Les femmes sont mortes. Rawi, le deuxième fils, est parti. Omar
s’est occupé de son fils schizophrène. Entre deux crises, Radwan
appelle les ombres du passé, il appelle ses morts, ses souvenirs
d’une vie qui n’existe plus. Radwan essaie de refaire le grand puzzle
de sa vie et de son esprit disloqués. Il voudrait appeler son frère.
Mais il ne peut pas, ne veut pas. Rawi, de l’autre côté de l’océan,
en France est devenu Pierre Luc Duranceau, écrivain blond à succès.
« PLD » a refait sa vie ou plus exactement il a « fait » sa vie,
abandonnant le Liban, sa langue, sa culture, sa religion. Physiquement,
il s’est fait un look de français, il s’est inventé une famille,
des souvenirs. Parfois ses vrais souvenirs le submergent comme une
lame de fond frappant férocement sur la digue de ses défenses. Non,
il n’est pas libanais, non il n’est pas musulman, non il n’a pas
de frère. Oui, il a du succès, un succès usurpé car intimement il
le sait, c’est son frère qui a du talent. PDL devant son ordinateur
tout blanc est en panne d’inspiration. Intimement, profondément,
il sait que ce frère qu’il a banni de sa mémoire, a besoin de lui.

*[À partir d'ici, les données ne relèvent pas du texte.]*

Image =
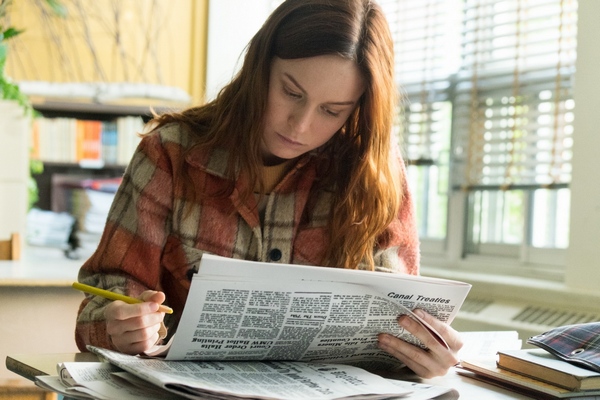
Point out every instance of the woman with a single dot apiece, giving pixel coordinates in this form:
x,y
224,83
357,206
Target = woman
x,y
293,162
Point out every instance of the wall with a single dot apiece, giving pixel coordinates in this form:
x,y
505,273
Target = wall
x,y
36,320
228,34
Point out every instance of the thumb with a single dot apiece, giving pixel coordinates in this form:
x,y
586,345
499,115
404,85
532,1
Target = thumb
x,y
153,296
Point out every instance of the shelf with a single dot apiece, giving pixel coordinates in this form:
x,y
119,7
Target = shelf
x,y
88,110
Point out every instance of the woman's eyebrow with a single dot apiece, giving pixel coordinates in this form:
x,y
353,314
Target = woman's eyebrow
x,y
337,103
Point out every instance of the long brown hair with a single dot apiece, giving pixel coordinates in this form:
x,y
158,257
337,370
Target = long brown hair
x,y
363,166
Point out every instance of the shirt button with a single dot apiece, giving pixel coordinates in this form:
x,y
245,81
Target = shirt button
x,y
275,254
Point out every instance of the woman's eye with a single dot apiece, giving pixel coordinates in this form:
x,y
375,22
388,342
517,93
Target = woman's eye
x,y
331,112
292,94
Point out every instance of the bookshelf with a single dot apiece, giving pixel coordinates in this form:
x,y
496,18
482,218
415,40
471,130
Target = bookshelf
x,y
58,135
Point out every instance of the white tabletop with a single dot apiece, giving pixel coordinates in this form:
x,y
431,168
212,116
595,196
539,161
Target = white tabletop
x,y
39,266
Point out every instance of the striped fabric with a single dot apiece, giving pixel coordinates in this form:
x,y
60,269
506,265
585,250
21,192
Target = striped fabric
x,y
156,234
578,344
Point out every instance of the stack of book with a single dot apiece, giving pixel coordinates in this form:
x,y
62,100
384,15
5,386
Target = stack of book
x,y
537,373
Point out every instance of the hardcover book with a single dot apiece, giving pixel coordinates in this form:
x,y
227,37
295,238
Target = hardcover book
x,y
540,364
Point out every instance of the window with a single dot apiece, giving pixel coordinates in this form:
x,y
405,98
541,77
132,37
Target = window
x,y
488,122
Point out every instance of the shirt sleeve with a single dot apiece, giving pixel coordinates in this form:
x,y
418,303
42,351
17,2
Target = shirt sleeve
x,y
127,259
398,247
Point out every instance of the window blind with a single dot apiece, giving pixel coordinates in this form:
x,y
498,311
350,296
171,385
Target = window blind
x,y
426,38
513,104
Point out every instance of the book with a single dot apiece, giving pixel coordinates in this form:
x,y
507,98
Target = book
x,y
487,370
246,310
542,365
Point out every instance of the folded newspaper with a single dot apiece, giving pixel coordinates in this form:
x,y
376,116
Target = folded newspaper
x,y
245,310
126,377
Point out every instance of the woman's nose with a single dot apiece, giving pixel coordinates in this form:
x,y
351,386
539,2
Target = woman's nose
x,y
300,119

Mais Pierre Luc est fils unique. Nuit de folie, de crise, de désespoir,
de pleurs trop longtemps contenus sur la perte d’un pays, orphelin
de ses enfants et d’espoir. Radwan, le fou d’Omar, entonnera-t-il
le chant de mort du poète ?
Spectacle coup de poing, spectacle coup de cœur qui met K.O. un
public médusé. Nabil El Azan est libanais francophone. Il vit depuis
trente ans en France, nouant des liens intimes entre ses deux pays.
Le roman de Abla Farhoud est un choc. Dès les premières lignes de
l’adaptation, Nabil El Azan sait qu’il faut faire une distribution
à trois voix, trois langues. Française pour Rawi (Baptiste Kubich),
québécoise pour Radwan (Eric Robichoux) et libanaise pour Omar (Gabriel
Yammine). Gabriel Yammine est très connu au Liban, il est le prof
théâtre de la Star Academy ! Baptiste Kubich tient avec une rage
contenue le rôle ingrat de Rawi le traître à lui-même. Eric Robidoux
est une révélation. Sa scène de danse de St Gui, son délire paranoïde,
en pleine crise schizophrène gêne, bouleverse et interpelle le public
impuissant. Son jeu hallucinant, précis, fiévreux, empreint d’une
poésie rocailleuse nous laisse K.O. Nabil El Azan offre un spectacle
intense et bouleversant, d’une rare intensité. L’Atalante 18e.